Human astroviruses (HAstV) have been shown in several epidemiologic outpatient studies to be an important cause of viral gastroenteritis in infants and young children. HAstV have been associated with outbreaks in day-care centers for children and adults . The incidence of astrovirus infections has been estimated at between 5% and 10% in children with gastroenteritis . The reported frequency of infection by astrovirus was 8% during the winter season (from December 2000 to March 2001) in Beijing .
Astroviruses are among the most resistant viruses; they show resistance against different physical and chemical agents, they are able to maintain their infectivity at 60°C for 10 min, and they are resistant to treatment at pH 3 . Astroviruses spread via the fecal–oral route, through direct personal contact, or via contaminated food and water, and they have been reported to affect otherwise healthy people exposed to astrovirus-contaminated food or water . However, the number of reports on astrovirus detection is relatively low.
Several detection methods have been developed to detect the presence of astrovirus in clinical isolates, raw sewage samples, groundwater and surface water, including cell culture , enzyme immunoassay and nucleotide sequencing , and PCR-based assays . All of these methods are effective and accurate in detecting the virus infection in the laboratory. However, these methods have some intrinsic disadvantages such as the requirement for expensive equipment and reagents, and being laborious and time consuming, and are thus unfavorable for use on a wide scale. A detection method that is not only rapid and sensitive, but also simple and economical to handle, is needed for practical application.
To meet these requirements, a reverse transcription loop-mediated isothermal amplification (RT-LAMP) reaction was developed as an alternative method. The LAMP assay is a rapid, accurate and cost-effective diagnostic method that amplifies the target nucleic acid under isothermal conditions, usually between 60°C and 65°C . Hence, only simple equipment such as a heating block or a water bath is required. The final products of the RT-LAMP reaction are DNA molecules with a cauliflower-like structure and multiple loops consisting of several repeats of the target sequence . LAMP has been applied for the specific detection of aquatic animal viruses such as foot-and-mouth disease virus , Singapore grouper iridovirus  and H1N1 2009 virus [10, 11].

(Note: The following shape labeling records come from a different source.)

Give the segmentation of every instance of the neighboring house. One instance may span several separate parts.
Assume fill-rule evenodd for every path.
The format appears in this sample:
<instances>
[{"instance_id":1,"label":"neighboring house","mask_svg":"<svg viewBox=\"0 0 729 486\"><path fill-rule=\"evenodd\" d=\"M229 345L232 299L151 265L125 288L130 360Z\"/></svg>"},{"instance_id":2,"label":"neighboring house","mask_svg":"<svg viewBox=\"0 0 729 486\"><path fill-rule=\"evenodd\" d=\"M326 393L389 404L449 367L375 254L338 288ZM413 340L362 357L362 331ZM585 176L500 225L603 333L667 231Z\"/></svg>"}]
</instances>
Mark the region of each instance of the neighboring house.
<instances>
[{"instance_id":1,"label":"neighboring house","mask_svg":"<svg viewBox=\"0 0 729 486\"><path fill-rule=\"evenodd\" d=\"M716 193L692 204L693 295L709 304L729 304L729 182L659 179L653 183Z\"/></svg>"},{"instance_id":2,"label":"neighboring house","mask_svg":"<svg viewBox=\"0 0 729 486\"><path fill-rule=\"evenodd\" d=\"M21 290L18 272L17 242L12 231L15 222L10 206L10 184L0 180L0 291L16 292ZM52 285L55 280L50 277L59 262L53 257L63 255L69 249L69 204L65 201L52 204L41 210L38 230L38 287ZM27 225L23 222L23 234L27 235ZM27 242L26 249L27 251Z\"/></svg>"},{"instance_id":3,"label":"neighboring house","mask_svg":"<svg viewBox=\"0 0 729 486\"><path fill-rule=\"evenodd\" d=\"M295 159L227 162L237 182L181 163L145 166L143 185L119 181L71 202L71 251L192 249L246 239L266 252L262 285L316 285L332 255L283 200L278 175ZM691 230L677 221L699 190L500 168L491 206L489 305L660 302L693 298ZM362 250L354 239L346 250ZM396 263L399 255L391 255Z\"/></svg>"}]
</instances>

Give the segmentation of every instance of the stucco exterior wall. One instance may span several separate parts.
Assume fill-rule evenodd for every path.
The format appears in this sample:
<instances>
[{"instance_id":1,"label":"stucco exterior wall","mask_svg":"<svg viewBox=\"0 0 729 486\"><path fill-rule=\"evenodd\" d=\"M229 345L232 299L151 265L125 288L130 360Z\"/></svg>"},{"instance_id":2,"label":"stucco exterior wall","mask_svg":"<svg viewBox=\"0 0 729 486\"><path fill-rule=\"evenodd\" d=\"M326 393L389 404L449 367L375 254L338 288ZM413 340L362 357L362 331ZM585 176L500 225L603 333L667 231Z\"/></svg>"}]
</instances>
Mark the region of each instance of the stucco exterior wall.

The LAMP reaction results in large amounts of pyrophosphate ion byproduct. These ions react with Mg2+ ions to form the insoluble product, magnesium pyrophosphate. Because the Mg2+ ion concentration decreases as the LAMP reaction progresses, the LAMP reaction can be quantified by measuring the Mg2+ ion concentration in the reaction solution . Hydroxynaphthol blue (HNB) is used for colorimetric analysis of the LAMP reaction. The HNB dye-based assay has a remarkable advantage compared with other color-based assays [11, 12] in that HNB is mixed prior to amplification. The need to open the assay samples to add the dye is thereby omitted, thus reducing the risk of cross-contamination.

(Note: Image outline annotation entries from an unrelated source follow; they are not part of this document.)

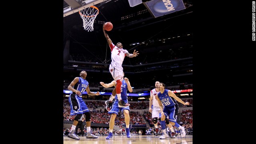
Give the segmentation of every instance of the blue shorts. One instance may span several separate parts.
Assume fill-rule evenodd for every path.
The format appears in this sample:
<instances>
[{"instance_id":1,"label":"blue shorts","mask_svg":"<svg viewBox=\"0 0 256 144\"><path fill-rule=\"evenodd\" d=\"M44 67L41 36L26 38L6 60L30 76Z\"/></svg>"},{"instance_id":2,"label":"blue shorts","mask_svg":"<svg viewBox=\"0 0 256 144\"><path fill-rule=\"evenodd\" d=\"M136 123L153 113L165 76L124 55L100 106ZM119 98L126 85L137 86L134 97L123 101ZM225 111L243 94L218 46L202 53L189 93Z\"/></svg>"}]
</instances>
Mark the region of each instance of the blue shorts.
<instances>
[{"instance_id":1,"label":"blue shorts","mask_svg":"<svg viewBox=\"0 0 256 144\"><path fill-rule=\"evenodd\" d=\"M128 102L127 99L124 99L123 100L125 102L125 103L128 103ZM119 110L120 110L122 112L124 113L124 110L127 110L130 111L130 108L129 106L125 108L119 108L118 107L118 100L117 98L116 98L114 103L113 104L112 108L111 108L108 113L109 114L118 114Z\"/></svg>"},{"instance_id":2,"label":"blue shorts","mask_svg":"<svg viewBox=\"0 0 256 144\"><path fill-rule=\"evenodd\" d=\"M179 108L175 109L174 106L171 107L164 107L163 111L164 113L165 116L169 116L169 121L171 122L176 122L177 117L178 116L178 112Z\"/></svg>"},{"instance_id":3,"label":"blue shorts","mask_svg":"<svg viewBox=\"0 0 256 144\"><path fill-rule=\"evenodd\" d=\"M82 98L75 94L71 94L68 98L68 102L70 104L70 115L82 114L89 112L87 106Z\"/></svg>"}]
</instances>

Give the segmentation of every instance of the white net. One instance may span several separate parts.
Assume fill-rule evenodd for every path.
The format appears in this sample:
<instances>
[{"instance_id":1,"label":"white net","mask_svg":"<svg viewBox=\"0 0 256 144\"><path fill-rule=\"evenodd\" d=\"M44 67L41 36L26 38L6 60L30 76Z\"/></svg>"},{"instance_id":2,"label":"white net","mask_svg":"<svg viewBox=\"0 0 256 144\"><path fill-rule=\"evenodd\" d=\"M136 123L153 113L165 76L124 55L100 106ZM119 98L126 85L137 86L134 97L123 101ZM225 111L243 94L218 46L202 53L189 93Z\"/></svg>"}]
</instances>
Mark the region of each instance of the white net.
<instances>
[{"instance_id":1,"label":"white net","mask_svg":"<svg viewBox=\"0 0 256 144\"><path fill-rule=\"evenodd\" d=\"M91 32L93 30L94 20L99 14L98 9L91 6L79 11L81 18L83 19L84 29Z\"/></svg>"}]
</instances>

HAstV is classified into eight distinct antigenic serotypes, HAstV 1–8, with serotype 1 predominating in most countries . HAstV-1 was also identified as the predominant serotype in China . Wei et al.  developed a one-step, real-time reverse-transcription LAMP (rRT-LAMP) method with a turbidimeter targeting the 5’ end of the capsid gene for rapid and quantitative detection of HAstV-1 from stool specimens. In our study, RT-LAMP with HNB for specific, rapid and sensitive detection of HAstV-1 in water samples was developed. To our knowledge, this is the first report of the application of RT-LAMP with HNB to HAstV-1.